Nehru was the architect of nonalignment in foreign policy. Economic weakness and the Indian tradition were powerful factors in formulating the policy. The other influence on Nehru's foreign policy was his controversial minister of defense, Krishna Menon. Nehru sought closer relations with nonaligned Asian states, with India in the role of leader.
Nehru's nonalignment policy was criticized by many Westerners and some Indians as giving preference to totalitarian countries rather than to democracies. Some critics believed that nonalignment left India no effective means to deal with China, national defense, the Great Powers, or the underdeveloped community. On the other hand, nonalignment had many Indian defenders, even in the face of the Chinese invasion of Indian border territory in 1962. Some held that nonalignment was a strategy for deterrence and peace, a force for protecting Indian independence and preservation of the international community on ethical grounds. Nevertheless, nonalignment as implemented by Nehru did not prevent the government from resorting to force in Hyderabad, Kashmir, and Goa.
Nehru the man and politician made such a powerful imprint on India that his death on May 27, 1964, left India with no political heir to his leadership. Indians repeated Nehru's own words of the time of Gandhi's assassination: "The light has gone out of our lives and there is darkness everywhere."
Further Reading on Jawaharlal Nehru
A useful collection of Nehru's speeches and writings is Nehru: The First Sixty Years, selected and edited by Dorothy Norman (2 vols., 1965). Major biographies are Frank Moraes, Jawaharlal Nehru (1956); Donald E. Smith, Nehru and Democracy: The Political Thought of an Asian Democrat (1958); Michael Brecher, Nehru: A Political Biography (1960); and M. N. Das, The Political Philosophy of Jawaharlal Nehru (1961). A journalistic account, written by an intimate of the Nehru household, is Marie Seton, Panditiji: A Portrait of Jawaharlal Nehru (1967), a valuable book for students of Indian politics and history. A somewhat simplified biography, particularly suitable for young adults and casual readers, is Bani Shorter, Nehru: A Voice for Mankind (1970).

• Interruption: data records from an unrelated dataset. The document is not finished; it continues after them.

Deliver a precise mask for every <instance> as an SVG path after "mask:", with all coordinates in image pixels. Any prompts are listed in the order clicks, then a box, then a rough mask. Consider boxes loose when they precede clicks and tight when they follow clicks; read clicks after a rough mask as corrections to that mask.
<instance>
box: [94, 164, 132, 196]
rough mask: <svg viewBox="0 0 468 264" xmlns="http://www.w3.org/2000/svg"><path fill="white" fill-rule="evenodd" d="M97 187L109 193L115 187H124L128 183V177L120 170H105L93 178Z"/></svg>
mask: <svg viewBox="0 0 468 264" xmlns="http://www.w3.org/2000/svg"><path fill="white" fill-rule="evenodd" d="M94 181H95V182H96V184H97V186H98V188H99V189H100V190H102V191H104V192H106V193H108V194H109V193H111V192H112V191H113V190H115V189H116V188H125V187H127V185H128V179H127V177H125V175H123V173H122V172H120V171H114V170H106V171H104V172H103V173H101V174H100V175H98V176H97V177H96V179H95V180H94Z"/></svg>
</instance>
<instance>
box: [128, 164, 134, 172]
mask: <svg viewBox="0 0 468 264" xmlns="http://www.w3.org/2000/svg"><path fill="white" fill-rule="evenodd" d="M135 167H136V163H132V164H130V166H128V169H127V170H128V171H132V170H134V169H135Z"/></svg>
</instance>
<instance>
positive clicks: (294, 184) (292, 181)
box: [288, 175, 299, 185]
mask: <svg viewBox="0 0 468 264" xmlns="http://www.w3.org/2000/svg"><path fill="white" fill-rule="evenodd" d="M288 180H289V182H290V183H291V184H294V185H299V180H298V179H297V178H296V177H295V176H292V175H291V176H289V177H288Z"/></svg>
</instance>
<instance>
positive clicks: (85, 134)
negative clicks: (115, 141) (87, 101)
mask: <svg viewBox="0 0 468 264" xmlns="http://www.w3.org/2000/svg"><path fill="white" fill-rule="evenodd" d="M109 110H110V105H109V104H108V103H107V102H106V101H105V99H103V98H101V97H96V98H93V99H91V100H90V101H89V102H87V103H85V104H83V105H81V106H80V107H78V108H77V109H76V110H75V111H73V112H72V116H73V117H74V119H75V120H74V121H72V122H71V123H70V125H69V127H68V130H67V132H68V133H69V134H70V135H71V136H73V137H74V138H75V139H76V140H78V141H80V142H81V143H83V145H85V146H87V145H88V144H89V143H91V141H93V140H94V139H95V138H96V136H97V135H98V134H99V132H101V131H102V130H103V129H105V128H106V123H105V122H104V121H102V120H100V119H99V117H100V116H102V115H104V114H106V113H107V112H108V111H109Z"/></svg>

Works that assess Nehru's achievements and evaluate his place in history include K. Natwar-Singh, ed., The Legacy of Nehru: A Memorial Tribute (1965); The Emerging World: Jawaharlal Nehru Memorial Volume (1965); and G. S. Jolly, ed., The Image of Nehru (1969), all of which are laudatory and should be balanced by more critical appraisals, such as that in Brecher's biography. Walter Crocker, an intimate friend, yet sometimes a critic, of Nehru, wrote Nehru: A Contemporary's Estimate (1966), which is a more balanced appraisal. Paul F. Power and Columbia University Committee on Oriental Studies, eds., India's Nonalignment Policy (1967), deals with various Indian and foreign views of Nehru's foreign policy and contains a good bibliography on the subject. Another work by Michael Brecher, Nehru's Mantle: The Politics of Succession in India (1966), analyzes the parliamentary system in India that made possible a peaceful succession.